A society that feels insecure, or believes that it lives on the edge of scarcity, values merit as the determinative factor of prosperity, even survival. For example, a tribe constantly threatened by its neighbors values warrior prowess above all. Pre-Industrial Revolution agrarian society, perennially vulnerable to failed harvests, valued strength and endurance to provide the margin of subsistence. Silicon Valley culture, where survival comes only with besting the competition, values brainpower and inventiveness above all.
But a society that believes it enjoys nearly infinite abundance can value merit below other virtues. For example, a university such as Harvard with a huge endowment might well consider racial justice a more desirable goal than creating competent graduates of merit because it does not feel that the institutions well-being depends upon its reputation for producing quality education.
A secondary school establishment that in the old days regarded its mission was to prepare students with the necessary skills, such as math and reading, to participate and contribute in a competitive, even Hobbesian world, took its responsibilities to their students more seriously than a secondary school establishment that today simply assumes that the government will compensate for inadequacies in training and competence of their students.

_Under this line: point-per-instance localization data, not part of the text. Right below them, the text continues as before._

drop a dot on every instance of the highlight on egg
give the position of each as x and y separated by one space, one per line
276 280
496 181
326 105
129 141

That threat being solved by government largess, secondary schools become able to concentrate on other values such as gender misidentification.
For society to move from insecurity to assumptions of affluence requires a context of prosperity or security that makes the assumption rational. For generations the American federal government has conditioned the people to expect the government to provide security and prosperity. Time and again Keynesian economics enables politicians to intervene with federal funds and spare citizens the pain of crises. In recent years we have QE1, QE2 QE 3 and QE on into infinity. It is assumed that the government will care for us, at least financially, when we are sick, aged or out of work, or simply want to change our sex.
Our government can do this because of a combination of factors: first and most important is our income tax that funnels vast amounts of money to the federal government and puts it in the hands of politicians who will spend it avoid pain; second, our near infinite ability to borrow to the extent of incurring trillions in debt, means that the government has had the funds to spare us pain; finally, America's final position as a dominant military power coupled with the fact that the dollar is the world's reserve currency, means that the government can continue to borrow, continue to spend and continue to shield its citizens from the consequences normally due to a society that fails merit tests.
In recent years we have seen the frightening consequences of detaching merit from performance in the United States military. The Trump/Hegseth campaign to restore the warrior mentality is a heroic effort to redress that imbalance. Similarly, the administration is attempting to restore merit as the critical value in our industry to redress the damage caused by DE I.
Educational establishment is but one institution among many that has gone astray, actually indulged its predilections, because they can.